Drug Resistance of Endocardial Endothelial Cells is Related to Higher Endogenous ABCG2.

Endocardial endothelial cells (EECs), when compared with endothelial cells of arteries and veins, possess higher resistance to apoptosis-inducing anticancer agents. The mechanism of this resistance property is unknown. We have investigated the molecular mechanism, which contributes to increased cell survival capacity in EECs. We explored whether the resistance to apoptosis is associated with the cellular expression of ATP-binding cassette transporters such as P-glycoprotein, MRP-1, and ABCG2. We used primary and immortalized porcine endocardial endothelial cells (PEECs and hTERT PEECs) and compared the results with that in porcine aortic endothelial cells (PAECs), left atrioventricular valve endothelial cells (PVECs), and human umbilical vein endothelial cell line (EA.hy926).
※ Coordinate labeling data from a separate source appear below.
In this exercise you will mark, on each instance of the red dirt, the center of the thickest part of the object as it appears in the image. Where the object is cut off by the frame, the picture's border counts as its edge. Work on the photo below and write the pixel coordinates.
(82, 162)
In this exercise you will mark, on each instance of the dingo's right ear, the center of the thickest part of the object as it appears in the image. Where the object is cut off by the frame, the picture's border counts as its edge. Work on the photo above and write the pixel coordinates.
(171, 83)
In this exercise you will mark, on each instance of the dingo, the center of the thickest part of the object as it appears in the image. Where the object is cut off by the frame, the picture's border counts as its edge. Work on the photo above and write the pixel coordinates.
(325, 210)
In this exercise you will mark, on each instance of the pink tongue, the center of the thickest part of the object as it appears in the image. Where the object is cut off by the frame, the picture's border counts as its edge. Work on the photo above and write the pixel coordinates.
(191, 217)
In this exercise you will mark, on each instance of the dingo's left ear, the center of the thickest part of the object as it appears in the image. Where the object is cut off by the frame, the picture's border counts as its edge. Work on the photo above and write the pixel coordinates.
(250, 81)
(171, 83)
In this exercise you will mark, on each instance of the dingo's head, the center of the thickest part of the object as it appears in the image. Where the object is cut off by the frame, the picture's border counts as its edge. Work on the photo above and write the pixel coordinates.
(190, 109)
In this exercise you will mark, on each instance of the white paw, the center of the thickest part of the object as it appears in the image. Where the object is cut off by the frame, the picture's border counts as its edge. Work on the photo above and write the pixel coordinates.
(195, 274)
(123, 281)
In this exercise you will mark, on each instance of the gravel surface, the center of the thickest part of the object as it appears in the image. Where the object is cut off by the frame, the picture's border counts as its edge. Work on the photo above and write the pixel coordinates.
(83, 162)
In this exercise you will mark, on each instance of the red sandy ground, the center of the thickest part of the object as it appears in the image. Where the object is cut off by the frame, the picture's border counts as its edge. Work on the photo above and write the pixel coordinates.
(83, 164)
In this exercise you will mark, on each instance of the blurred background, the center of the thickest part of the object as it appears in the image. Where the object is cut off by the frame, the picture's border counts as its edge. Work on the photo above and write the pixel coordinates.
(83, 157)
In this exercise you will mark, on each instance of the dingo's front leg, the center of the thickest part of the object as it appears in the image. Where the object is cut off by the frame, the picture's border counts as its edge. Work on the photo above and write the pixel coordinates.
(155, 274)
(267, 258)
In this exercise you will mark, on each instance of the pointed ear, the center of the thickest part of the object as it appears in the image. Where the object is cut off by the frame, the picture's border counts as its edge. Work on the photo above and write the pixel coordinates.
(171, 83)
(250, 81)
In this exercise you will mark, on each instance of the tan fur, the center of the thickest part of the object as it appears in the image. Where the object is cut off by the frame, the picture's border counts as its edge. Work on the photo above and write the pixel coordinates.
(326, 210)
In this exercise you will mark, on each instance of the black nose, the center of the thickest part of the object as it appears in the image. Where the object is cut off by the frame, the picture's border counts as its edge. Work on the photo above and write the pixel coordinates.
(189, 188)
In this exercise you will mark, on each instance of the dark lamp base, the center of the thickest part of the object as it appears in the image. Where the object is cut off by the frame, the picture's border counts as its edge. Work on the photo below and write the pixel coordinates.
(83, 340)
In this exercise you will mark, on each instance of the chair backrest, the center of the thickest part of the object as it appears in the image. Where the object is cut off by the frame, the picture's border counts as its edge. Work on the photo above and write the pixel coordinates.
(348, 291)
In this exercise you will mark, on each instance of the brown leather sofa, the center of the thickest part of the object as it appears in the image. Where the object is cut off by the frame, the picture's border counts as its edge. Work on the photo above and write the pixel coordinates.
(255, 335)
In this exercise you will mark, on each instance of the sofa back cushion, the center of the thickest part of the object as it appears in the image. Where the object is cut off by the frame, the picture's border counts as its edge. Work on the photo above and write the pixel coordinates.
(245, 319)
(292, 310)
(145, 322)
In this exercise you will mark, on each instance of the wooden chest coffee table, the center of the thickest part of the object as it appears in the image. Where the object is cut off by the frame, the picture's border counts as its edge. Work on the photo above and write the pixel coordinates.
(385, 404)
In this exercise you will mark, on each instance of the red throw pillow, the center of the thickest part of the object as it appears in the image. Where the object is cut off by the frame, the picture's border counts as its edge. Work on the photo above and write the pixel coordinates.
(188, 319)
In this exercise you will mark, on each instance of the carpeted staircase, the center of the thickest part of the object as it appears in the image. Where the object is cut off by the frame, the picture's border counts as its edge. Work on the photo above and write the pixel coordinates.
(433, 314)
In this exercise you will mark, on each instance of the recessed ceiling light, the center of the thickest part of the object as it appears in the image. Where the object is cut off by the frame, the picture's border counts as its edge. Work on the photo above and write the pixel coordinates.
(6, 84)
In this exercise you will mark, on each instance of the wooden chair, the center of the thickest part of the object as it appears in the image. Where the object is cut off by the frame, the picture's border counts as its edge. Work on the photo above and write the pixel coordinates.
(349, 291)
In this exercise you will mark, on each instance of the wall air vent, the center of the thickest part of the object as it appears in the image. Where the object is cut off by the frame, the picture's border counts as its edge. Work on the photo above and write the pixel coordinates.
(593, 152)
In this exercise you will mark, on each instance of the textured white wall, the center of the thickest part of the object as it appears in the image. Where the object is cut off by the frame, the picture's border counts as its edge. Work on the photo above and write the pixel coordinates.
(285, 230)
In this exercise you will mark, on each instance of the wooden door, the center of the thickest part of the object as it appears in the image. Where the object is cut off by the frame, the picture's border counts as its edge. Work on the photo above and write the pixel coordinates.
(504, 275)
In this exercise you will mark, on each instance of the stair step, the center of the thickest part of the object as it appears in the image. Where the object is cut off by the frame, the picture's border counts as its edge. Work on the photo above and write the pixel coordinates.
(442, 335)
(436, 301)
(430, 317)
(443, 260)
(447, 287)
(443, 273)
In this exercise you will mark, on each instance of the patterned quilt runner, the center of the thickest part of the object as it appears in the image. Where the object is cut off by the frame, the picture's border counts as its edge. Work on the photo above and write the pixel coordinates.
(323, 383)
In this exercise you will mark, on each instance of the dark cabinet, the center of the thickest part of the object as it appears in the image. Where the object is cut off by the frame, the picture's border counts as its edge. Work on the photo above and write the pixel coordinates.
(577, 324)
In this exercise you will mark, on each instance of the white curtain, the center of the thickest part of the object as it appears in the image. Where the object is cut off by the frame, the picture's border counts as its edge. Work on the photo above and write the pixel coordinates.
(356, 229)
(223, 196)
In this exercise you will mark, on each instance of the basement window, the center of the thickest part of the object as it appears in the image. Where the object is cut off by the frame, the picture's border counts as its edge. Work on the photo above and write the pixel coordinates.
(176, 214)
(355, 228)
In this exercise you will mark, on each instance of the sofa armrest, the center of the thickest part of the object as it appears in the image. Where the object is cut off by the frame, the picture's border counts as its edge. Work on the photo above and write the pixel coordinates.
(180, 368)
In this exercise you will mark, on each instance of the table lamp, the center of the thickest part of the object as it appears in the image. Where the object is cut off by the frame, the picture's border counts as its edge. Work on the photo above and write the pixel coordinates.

FACS and immunoblot analysis revealed a significantly higher expression of ABCG2 in PEECs and hTERT PEECs compared to PAECs, PVECs, and EA.hy926. Using apoptosis-inducing anticancer agents such as doxorubicin and camptothecin, through chromatin condensation assay and immunoblot analysis, we demonstrated a higher resistance to apoptosis in EECs compared to PAECs, PVECs, and EA.hy926. Interestingly, resistance in EECs reversed in presence of ABCG2 specific inhibitor, fumitremorgin C. Our observations suggest that an inherently high expression of ABCG2 in EECs protects them against apoptosis in presence of anticancer agents.